Mersenne made far more significant contributions by collaborating with others, or by guiding them. During one part of Descartes' life, he was becoming less focused on serious pursuits. Mersenne reigned him in and got him back to work on philosophy. Mersenne also defended both Descartes and Galileo from religious attacks, as well as translating some of Galileo's work into French. It was these translations that made Galileo's work known outside of Italy. In addition, Mersenne continued some of Galileo's research in acoustics, which in turn prompted Galileo to make further advances in the field. Mersenne did some experiments using a pendulum to keep time, and suggested this use to Christiaan Huygens, who went on to create the world's first pendulum clock. He also tried to reveal alchemy and astrology for the unscientific practices that they were.
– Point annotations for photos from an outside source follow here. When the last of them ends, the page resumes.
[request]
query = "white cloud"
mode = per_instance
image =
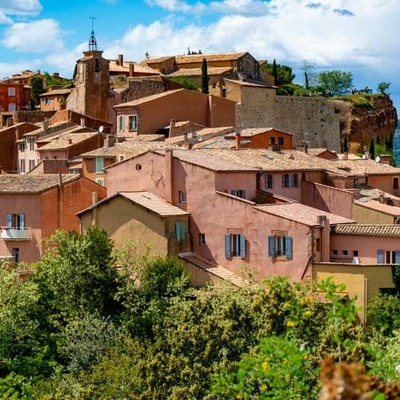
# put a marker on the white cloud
(36, 37)
(20, 7)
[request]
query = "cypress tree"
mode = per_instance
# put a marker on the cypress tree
(204, 77)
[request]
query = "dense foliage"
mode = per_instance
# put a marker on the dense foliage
(95, 323)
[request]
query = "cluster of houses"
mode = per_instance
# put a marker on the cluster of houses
(196, 176)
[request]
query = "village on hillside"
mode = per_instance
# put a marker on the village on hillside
(239, 183)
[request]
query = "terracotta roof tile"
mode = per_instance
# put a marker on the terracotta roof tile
(301, 213)
(23, 184)
(154, 203)
(391, 230)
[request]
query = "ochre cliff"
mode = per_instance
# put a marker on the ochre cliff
(364, 117)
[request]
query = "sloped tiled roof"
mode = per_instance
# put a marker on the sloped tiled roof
(209, 161)
(20, 184)
(378, 206)
(67, 140)
(147, 99)
(301, 213)
(197, 71)
(198, 58)
(391, 230)
(154, 203)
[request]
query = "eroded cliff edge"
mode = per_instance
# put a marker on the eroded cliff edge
(366, 116)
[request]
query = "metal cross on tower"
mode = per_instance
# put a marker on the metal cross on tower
(92, 40)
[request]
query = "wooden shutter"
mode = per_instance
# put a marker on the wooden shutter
(271, 246)
(380, 256)
(180, 231)
(242, 246)
(227, 245)
(21, 224)
(288, 247)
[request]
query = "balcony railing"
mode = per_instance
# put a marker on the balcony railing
(14, 234)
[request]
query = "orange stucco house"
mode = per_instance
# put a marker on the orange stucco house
(152, 113)
(33, 207)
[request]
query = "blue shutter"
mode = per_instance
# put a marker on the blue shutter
(397, 260)
(288, 247)
(380, 258)
(21, 221)
(227, 245)
(271, 246)
(9, 221)
(242, 246)
(180, 231)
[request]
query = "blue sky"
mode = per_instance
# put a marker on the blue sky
(358, 36)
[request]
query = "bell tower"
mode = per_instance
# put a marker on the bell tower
(92, 81)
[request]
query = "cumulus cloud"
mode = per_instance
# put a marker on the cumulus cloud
(36, 37)
(20, 7)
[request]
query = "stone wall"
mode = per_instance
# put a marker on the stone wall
(360, 124)
(307, 118)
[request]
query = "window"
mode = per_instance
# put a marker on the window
(235, 245)
(180, 231)
(239, 193)
(15, 254)
(280, 246)
(132, 122)
(290, 180)
(97, 65)
(16, 221)
(99, 164)
(31, 144)
(269, 181)
(121, 123)
(202, 239)
(388, 256)
(22, 166)
(182, 197)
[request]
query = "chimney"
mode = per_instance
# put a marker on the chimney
(109, 141)
(169, 175)
(172, 127)
(325, 238)
(237, 139)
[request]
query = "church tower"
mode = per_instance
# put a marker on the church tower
(91, 83)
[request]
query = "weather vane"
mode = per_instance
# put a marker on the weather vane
(92, 40)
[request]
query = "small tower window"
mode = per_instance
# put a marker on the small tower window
(96, 65)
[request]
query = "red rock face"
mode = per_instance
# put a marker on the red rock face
(361, 124)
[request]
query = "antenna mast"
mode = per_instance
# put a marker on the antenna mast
(92, 40)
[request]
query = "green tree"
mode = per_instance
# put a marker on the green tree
(278, 368)
(186, 82)
(283, 73)
(77, 274)
(204, 77)
(335, 82)
(37, 88)
(383, 87)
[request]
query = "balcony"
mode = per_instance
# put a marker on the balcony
(14, 234)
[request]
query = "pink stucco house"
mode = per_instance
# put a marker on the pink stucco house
(33, 207)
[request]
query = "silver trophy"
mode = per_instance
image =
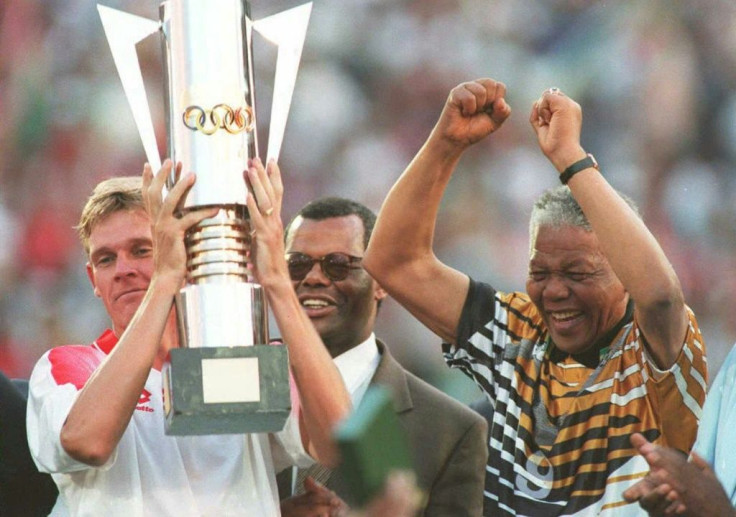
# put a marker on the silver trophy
(225, 378)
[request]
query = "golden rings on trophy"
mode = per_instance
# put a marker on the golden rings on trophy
(222, 116)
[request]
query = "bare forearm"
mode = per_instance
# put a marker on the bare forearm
(322, 393)
(400, 254)
(639, 262)
(629, 246)
(105, 405)
(405, 228)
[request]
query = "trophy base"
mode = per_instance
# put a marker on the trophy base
(226, 390)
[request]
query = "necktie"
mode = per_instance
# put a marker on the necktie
(318, 472)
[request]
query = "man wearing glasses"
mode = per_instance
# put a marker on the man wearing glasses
(324, 248)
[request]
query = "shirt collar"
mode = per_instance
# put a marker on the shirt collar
(358, 363)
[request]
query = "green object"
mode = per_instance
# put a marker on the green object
(193, 377)
(372, 444)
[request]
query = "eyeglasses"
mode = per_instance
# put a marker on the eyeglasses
(335, 266)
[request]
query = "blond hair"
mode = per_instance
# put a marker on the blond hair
(108, 197)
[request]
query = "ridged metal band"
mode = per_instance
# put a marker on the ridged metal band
(217, 248)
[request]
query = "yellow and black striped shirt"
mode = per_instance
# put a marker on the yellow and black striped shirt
(559, 439)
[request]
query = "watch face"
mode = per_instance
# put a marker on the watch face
(580, 165)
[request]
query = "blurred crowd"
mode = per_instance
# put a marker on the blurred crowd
(656, 79)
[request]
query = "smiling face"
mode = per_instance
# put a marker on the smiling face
(343, 311)
(121, 263)
(574, 287)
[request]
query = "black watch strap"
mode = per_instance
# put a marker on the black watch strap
(580, 165)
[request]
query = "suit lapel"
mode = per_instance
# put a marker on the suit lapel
(392, 376)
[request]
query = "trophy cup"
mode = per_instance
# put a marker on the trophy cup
(225, 377)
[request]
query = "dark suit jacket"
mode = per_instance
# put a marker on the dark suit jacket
(24, 491)
(447, 441)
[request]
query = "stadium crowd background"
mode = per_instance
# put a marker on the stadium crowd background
(656, 79)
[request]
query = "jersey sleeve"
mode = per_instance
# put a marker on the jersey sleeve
(287, 447)
(680, 392)
(54, 385)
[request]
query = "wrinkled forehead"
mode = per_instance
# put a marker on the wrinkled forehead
(564, 243)
(319, 237)
(119, 227)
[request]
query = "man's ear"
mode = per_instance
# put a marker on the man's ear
(91, 276)
(379, 293)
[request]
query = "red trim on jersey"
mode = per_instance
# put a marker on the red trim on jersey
(107, 341)
(73, 364)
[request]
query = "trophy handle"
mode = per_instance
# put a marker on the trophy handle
(287, 30)
(123, 31)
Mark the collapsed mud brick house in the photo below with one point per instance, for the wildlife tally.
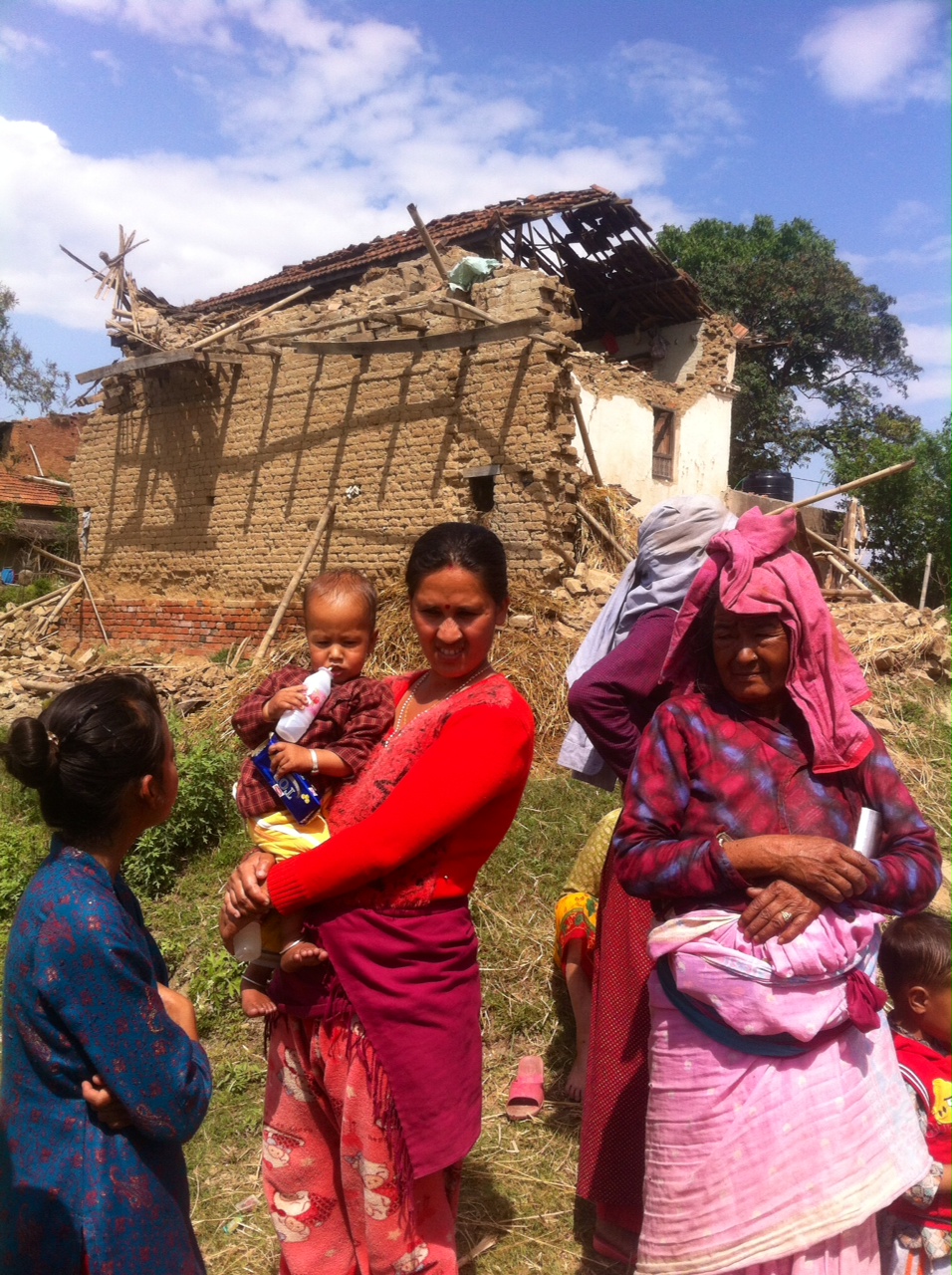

He corresponded with many of the people who would later make up the French Academy, as well as a host of other people. Because there were no journals or regular meetings of Europe's scientists, mathematicians, or philosophers, Mersenne was playing a crucial role. He communicated with everyone, exchanged ideas, gave suggestions, and it is because of this that his indirect contributions are difficult to gauge. He discussed such diverse subjects as mathematics, philosophy, music theory, physics, acoustics, and whatever else his associates happened to be pursuing. Among those he associated and corresponded with are Fermat, Pascal, Gassendi, Roberval, Beaugrand, Descartes, Huygens, Pell, Galileo, Torricelli, Peiresc, Beeckman, van Helmont, Hobbes, and Battista. After his death in 1648, letters from over 78 different people were found in his chambers in Paris. With his passing he gave one final gift, having previously asked that an autopsy be performed on his body in the interest of science.